Mais revenons nous a nos teratogens! The children who were dosed with thalidomide before they were born are now in their late 50s and after a life-time of amazing resilience, adaptability and courage are now running out of steam. One example is mostly armless Irish woman and Irish artist Mary Duffy, whom I met when I worked in the Dublin Food Coop on Saturday mornings 20 years ago. Mary was a regular customer and I was in awe of her as she stood on one leg and riffled through her purse with the other foot to pay for her bags of rice and lentils. She had an exhibition at the time called Vital Signs in which she took off her kit and posed in conscious echo of the Venus de Milo.  Now that takes balls!

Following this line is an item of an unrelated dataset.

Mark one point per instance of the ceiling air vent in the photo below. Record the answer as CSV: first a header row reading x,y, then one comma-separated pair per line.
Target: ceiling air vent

Thalidomide is in the news because Canada, country of  Frances Oldham Kelsey's birth, has been moved to offer some compo for the results of the legislative and regulatory failure w.r.t. thalidomide more than 50 years ago.  Canada has been the laggard in the compensation stakes, preferring to talk about the present rigorous regulatory environment than address the sins of long retired or dead administrators.  Their latest offer announced by Health Minister Rona Ambrose at the end of last week amounts to $125,000 [CAD!  $100K US or €90K] as a once off payment. Which seems like a very disappointing too little too late to the 95 survivors of the debacle and their families. The maths says $12million for that direct-and-immediate pay out, but the minister has also allocated a further $168million for demonstrable need.  I think this paternalistic arrangement (The Man will hold the purse-strings and tell you when money needs to be spent on your disability) is particularly galling to thalidomide survivors who have shown such frightening levels of capability for nearly sixty years.

Amazingly, Frances Kelsey, born as the World tumbled into the armageddon of WWI, is still with us honoured in all sorts of ways: awards honorary degrees, an asteroid, prize funds.
Bonnets indeed off from The Blob too!